The 54.8V is set because I want 55.2V or 3.45V/cell as the maximum. When the battery is at 3.45V and a high-ish state of charge, it will not accept more current than is needed to maintain 3.45V.

So... there is definitely risk of over-current below 3.45V/cell and at lower states of charge; however, cells are far more tolerant in that case, and this isn't just a Batrium issue. The aforementioned Pylontechs have the same issue. It's kinda what you have to put up with if you're going to use Victron ESS/Feed in excess solar.

However, I'm confident the settings I recommended will absolutely minimize any potential for damage to the batteries. Ideally, the ability to put it in limited charge mode based on a current value would do the trick, but I can't see that it's possible.

There would be substantial risk of damage if running to 3.55-3.65V @ greater than rated current, but the risk is much lower at the lower voltages.
Hi!

I’ve implemented all
Your recommendations. My pack is almost balanced. However 2 cells are lower than the rest. Do you have any recommendations to what I can do to mitigate this?

E9BDA3D4-C99B-4EF6-8F12-BE34B12607AB.png
 
To my understanding of the victron setup the 0.4V is only added to the mppt chargers.
This to give the multi`s some leverage to pull this down to CVL again, and thus feeding back to the grid.

You can use Dbus-spy.py on your Cerbo to see the live parameters in all the devices.

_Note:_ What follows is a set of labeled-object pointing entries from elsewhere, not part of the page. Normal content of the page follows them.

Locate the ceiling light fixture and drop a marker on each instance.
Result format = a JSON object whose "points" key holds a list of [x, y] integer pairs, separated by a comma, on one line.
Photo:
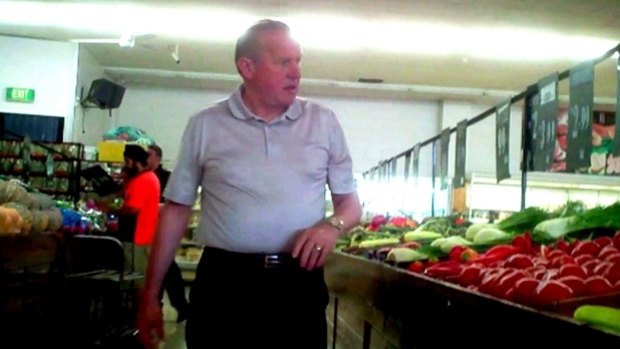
{"points": [[174, 52], [336, 33]]}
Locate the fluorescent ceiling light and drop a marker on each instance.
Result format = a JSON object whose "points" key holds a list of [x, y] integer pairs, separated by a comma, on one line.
{"points": [[326, 32]]}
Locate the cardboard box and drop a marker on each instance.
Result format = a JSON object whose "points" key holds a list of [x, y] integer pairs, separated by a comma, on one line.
{"points": [[111, 150]]}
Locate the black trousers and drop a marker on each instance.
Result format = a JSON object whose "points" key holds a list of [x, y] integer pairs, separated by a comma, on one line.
{"points": [[237, 300], [175, 287]]}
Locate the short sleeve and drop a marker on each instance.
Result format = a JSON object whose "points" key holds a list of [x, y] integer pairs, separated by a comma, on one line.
{"points": [[187, 174], [340, 166]]}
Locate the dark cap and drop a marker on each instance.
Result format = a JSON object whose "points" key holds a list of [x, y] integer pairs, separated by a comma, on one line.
{"points": [[136, 153]]}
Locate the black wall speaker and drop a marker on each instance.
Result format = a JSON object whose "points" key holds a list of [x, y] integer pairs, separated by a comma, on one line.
{"points": [[105, 94]]}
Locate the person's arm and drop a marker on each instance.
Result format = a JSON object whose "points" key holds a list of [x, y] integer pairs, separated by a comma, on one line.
{"points": [[173, 221], [347, 207], [315, 243]]}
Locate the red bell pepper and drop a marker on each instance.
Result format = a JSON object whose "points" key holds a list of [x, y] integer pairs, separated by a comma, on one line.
{"points": [[523, 242], [444, 270]]}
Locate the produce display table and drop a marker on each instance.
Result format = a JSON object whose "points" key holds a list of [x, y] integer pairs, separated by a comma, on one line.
{"points": [[375, 305], [28, 285]]}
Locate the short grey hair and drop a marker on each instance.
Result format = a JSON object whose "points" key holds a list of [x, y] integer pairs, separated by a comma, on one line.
{"points": [[248, 44]]}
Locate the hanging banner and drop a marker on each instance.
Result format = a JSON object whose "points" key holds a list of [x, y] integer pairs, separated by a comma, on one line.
{"points": [[578, 140], [617, 137], [502, 141], [407, 164], [544, 119], [444, 144], [394, 169], [460, 154], [415, 171]]}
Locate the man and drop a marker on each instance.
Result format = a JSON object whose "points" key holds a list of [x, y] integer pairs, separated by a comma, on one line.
{"points": [[173, 281], [140, 204], [262, 159]]}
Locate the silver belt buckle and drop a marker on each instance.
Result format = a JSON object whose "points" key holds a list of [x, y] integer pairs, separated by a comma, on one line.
{"points": [[272, 261]]}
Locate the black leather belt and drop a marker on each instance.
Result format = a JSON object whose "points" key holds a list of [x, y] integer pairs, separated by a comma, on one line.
{"points": [[263, 261]]}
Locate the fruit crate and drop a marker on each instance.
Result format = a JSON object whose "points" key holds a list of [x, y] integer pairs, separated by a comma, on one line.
{"points": [[567, 307]]}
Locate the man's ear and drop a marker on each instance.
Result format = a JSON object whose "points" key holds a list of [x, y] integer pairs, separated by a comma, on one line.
{"points": [[246, 67]]}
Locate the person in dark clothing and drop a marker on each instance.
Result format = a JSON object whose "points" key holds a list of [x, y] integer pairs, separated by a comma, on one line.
{"points": [[173, 281]]}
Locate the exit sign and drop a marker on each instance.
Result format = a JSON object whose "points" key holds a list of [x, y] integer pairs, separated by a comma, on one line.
{"points": [[17, 94]]}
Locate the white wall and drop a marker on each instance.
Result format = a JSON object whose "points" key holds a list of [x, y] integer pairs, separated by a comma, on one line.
{"points": [[375, 129], [48, 67], [90, 123], [163, 112]]}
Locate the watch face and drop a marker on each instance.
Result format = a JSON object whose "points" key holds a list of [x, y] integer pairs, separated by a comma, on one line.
{"points": [[336, 223]]}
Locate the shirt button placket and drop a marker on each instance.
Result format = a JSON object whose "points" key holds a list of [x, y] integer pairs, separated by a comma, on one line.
{"points": [[267, 132]]}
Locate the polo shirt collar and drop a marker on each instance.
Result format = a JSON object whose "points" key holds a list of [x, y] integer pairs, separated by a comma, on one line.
{"points": [[240, 111]]}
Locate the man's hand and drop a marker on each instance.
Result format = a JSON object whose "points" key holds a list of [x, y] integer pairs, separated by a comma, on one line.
{"points": [[150, 323], [314, 244]]}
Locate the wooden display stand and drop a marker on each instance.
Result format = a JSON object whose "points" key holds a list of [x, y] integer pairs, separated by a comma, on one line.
{"points": [[374, 305]]}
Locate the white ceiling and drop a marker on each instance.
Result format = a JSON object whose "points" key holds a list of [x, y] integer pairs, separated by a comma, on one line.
{"points": [[210, 64]]}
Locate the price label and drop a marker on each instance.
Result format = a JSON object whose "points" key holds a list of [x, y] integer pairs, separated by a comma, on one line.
{"points": [[502, 141], [444, 144], [460, 154], [415, 170], [544, 120], [576, 138]]}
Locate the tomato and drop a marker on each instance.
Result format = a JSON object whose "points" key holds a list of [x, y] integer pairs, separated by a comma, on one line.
{"points": [[443, 270], [491, 280], [597, 285], [540, 261], [583, 258], [411, 244], [603, 241], [508, 281], [613, 273], [606, 251], [590, 265], [601, 268], [416, 267], [612, 257], [574, 270], [576, 284], [523, 243], [552, 291], [563, 246], [539, 274], [561, 260], [617, 241], [455, 253], [553, 254], [468, 254], [470, 275], [519, 261], [524, 289], [586, 247]]}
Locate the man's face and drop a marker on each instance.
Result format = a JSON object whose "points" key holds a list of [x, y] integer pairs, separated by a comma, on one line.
{"points": [[153, 160], [130, 168], [277, 70]]}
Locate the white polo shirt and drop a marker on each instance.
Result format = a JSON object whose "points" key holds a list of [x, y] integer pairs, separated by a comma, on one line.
{"points": [[262, 183]]}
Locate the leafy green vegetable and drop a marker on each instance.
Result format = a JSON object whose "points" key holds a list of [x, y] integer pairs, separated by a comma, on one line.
{"points": [[596, 218], [523, 220]]}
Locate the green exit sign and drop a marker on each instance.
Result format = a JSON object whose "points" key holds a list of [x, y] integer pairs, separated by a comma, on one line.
{"points": [[17, 94]]}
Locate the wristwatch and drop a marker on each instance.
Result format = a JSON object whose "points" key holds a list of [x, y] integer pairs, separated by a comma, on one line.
{"points": [[337, 223]]}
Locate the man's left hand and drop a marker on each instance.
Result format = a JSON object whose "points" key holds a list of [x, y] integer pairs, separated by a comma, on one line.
{"points": [[314, 244]]}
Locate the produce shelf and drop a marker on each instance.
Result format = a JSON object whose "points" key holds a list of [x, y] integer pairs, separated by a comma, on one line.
{"points": [[376, 305]]}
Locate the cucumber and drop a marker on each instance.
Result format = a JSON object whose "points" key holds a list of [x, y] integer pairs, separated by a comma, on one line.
{"points": [[404, 254], [379, 243], [598, 315], [415, 235]]}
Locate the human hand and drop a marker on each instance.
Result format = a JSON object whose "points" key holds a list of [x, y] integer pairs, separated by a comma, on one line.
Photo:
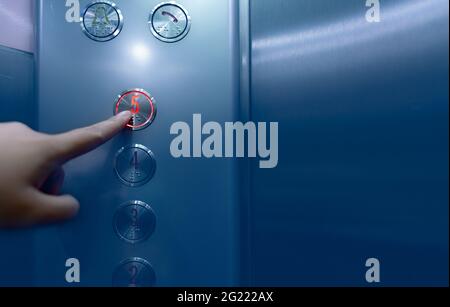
{"points": [[31, 173]]}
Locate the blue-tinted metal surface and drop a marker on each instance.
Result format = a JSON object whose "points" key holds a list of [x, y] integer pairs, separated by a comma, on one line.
{"points": [[194, 200], [363, 171], [16, 104]]}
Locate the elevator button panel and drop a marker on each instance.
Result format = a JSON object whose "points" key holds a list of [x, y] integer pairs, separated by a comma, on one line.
{"points": [[102, 21], [142, 106], [134, 221], [135, 165], [134, 272], [169, 22]]}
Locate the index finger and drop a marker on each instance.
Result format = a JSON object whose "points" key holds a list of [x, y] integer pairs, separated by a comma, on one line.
{"points": [[77, 142]]}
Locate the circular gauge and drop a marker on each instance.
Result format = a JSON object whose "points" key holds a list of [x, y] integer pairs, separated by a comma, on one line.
{"points": [[142, 106], [134, 272], [134, 221], [135, 165], [169, 22], [102, 21]]}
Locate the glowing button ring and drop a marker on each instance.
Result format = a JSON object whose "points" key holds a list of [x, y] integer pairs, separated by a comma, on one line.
{"points": [[142, 106]]}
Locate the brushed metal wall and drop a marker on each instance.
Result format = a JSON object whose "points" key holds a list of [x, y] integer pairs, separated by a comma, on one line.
{"points": [[363, 168]]}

I am using victron ESS with batrium and also looking to fine tune my settings for LFP
No float mode with this setup and current software.
But also not sure if it really is a problem when running ESS.
As the batteries will not be at 55.2V for more then a few hours at some days per year.
My batteries reach 55.2 every day, as im feeding in excess. But not if theres less PV compared to a sunny day, when they end at 54.8v, and im still feeding in excess, just much less than "normal" so its actually a bit strange how that algorithm is applied.